The Mortgage Bankers Association announced this week at their annual national conference in San Diego that they expect to see $905 billion in purchase mortgage originations during 2016, a ten percent increase from 2015.
In contrast, MBA anticipates refinance originations will decrease by one-third, resulting in refinance mortgage originations of $415 billion. On net, mortgage originations will decrease to $1.32 trillion in 2016 from $1.45 trillion in 2015.
For 2017, MBA is forecasting purchase originations of $978 billion and refinance originations of $331 billion for a total of $1.31 trillion.
"We are projecting that home purchase originations will increase in 2016 as the US housing market continues on its path towards more typical levels of turnover based on steadily rising demand and improvements in the supply of homes for sale and under construction. Despite bumps in the road from energy and export sectors, the job market is near full employment, with other measures of employment under-utilization continuing to improve," said Michael Fratantoni, MBA's Chief Economist and Senior Vice President for Research and Industry Technology. "We are forecasting that strong household formation, improving wages and a more liquid housing market will drive home sales and purchase originations in the coming years.
"Our projection for overall economic growth is 2.3 percent in 2016 and 2017 and 2 percent over the longer term, which will be driven mainly by consumer spending as households continue to buy durable goods, such as cars and appliances. The housing sector will contribute more to the economy than it has in recent years. We are forecasting a 17 percent increase in single family starts in 2016 and a further increase of 15 percent in 2017. Weaker growth abroad will mean fewer US exports, which will be a drag on growth over the next couple of years. Recurring flights to quality, a demand for safe assets from investors abroad, will keep longer-term rates lower than the domestic growth environment would warrant.

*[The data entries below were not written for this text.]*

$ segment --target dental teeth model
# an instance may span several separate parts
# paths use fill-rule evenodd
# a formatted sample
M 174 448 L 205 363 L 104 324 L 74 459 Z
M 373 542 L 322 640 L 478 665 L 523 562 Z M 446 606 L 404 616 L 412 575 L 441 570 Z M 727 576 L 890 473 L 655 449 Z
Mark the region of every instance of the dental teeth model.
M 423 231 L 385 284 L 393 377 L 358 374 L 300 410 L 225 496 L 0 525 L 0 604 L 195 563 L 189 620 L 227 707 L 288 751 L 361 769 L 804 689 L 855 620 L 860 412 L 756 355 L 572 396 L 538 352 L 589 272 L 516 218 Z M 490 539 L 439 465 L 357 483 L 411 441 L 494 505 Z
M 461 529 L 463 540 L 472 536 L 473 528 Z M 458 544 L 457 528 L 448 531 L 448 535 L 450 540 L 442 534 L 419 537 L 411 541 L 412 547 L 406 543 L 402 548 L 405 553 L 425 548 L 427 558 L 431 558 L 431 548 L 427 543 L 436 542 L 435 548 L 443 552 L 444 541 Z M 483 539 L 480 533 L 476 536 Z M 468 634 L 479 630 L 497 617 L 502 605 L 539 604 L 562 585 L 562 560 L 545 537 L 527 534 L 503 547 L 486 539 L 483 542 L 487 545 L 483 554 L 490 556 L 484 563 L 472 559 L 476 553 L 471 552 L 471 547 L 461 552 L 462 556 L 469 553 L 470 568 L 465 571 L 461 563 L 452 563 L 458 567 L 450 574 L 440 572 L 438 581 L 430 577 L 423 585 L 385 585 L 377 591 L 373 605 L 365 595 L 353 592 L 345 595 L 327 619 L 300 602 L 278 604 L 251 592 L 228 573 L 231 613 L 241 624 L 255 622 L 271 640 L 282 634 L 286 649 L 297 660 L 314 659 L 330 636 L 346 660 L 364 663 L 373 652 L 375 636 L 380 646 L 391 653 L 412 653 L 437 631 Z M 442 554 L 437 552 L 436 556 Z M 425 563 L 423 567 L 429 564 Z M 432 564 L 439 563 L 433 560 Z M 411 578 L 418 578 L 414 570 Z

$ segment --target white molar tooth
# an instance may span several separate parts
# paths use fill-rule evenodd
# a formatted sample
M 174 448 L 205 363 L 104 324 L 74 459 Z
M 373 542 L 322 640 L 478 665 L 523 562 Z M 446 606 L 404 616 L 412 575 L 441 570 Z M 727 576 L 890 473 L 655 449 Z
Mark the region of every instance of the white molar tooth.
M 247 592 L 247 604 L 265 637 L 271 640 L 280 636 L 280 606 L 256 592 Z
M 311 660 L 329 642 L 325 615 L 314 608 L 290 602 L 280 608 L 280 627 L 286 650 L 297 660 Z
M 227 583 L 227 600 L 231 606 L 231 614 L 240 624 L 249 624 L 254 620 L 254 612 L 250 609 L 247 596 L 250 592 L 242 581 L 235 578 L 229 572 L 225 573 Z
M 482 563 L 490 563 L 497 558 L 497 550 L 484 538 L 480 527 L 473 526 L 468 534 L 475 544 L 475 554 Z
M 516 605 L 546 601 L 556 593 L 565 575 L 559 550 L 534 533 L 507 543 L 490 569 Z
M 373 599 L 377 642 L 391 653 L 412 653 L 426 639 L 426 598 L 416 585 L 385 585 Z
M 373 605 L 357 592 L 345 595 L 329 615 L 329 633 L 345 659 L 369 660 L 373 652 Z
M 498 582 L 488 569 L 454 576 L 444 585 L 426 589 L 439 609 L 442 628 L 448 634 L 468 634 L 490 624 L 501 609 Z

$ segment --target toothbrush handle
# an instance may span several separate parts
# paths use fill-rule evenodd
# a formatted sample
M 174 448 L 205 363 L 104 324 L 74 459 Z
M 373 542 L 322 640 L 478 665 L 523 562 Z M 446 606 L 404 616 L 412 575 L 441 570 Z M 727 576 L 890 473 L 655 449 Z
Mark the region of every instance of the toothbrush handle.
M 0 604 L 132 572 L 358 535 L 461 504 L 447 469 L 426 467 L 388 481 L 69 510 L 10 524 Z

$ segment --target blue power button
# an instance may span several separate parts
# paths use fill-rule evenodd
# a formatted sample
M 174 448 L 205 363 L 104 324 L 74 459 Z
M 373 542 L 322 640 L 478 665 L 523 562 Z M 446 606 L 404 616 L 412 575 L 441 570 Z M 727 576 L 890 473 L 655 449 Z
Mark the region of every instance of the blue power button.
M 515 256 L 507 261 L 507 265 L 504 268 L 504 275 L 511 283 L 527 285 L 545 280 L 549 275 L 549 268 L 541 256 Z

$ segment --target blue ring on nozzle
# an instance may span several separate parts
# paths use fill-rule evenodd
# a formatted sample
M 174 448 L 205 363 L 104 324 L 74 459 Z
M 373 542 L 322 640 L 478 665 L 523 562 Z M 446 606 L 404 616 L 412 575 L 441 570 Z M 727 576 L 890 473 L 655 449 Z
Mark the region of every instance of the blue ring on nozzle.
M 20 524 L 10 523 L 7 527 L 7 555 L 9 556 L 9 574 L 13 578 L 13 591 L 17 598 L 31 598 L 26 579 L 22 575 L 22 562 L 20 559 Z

"Coincident with a strengthening economy, we expect the Federal Reserve will begin to slowly raise short-term rates at the end of 2015. At some point after liftoff, the Fed will begin to allow their holdings of MBS and Treasury securities to run off, likely beginning in late 2016. Even with these actions, we expect that the 10-Year Treasury rate will stay below three percent through the end of 2016, and 30-year mortgage rates will stay below 5 percent.
"We forecast that monthly job growth will average 150,000 per month in 2016, down from about 200,000 per month in 2015, and that the unemployment rate will decrease to 4.8 percent by the end of 2016, returning to 5.0 percent in 2017 and 2018. The slight rebound will be driven by an increase in labor force participation rates to more typical levels.
"Refinance activity will continue to decline as there are few remaining households that can benefit from an interest rate reduction and because rates will gradually begin to rise from historic lows in the coming years. Home equity products may see an increase in demand as home prices continue to increase at a decelerating rate," Fratantoni said.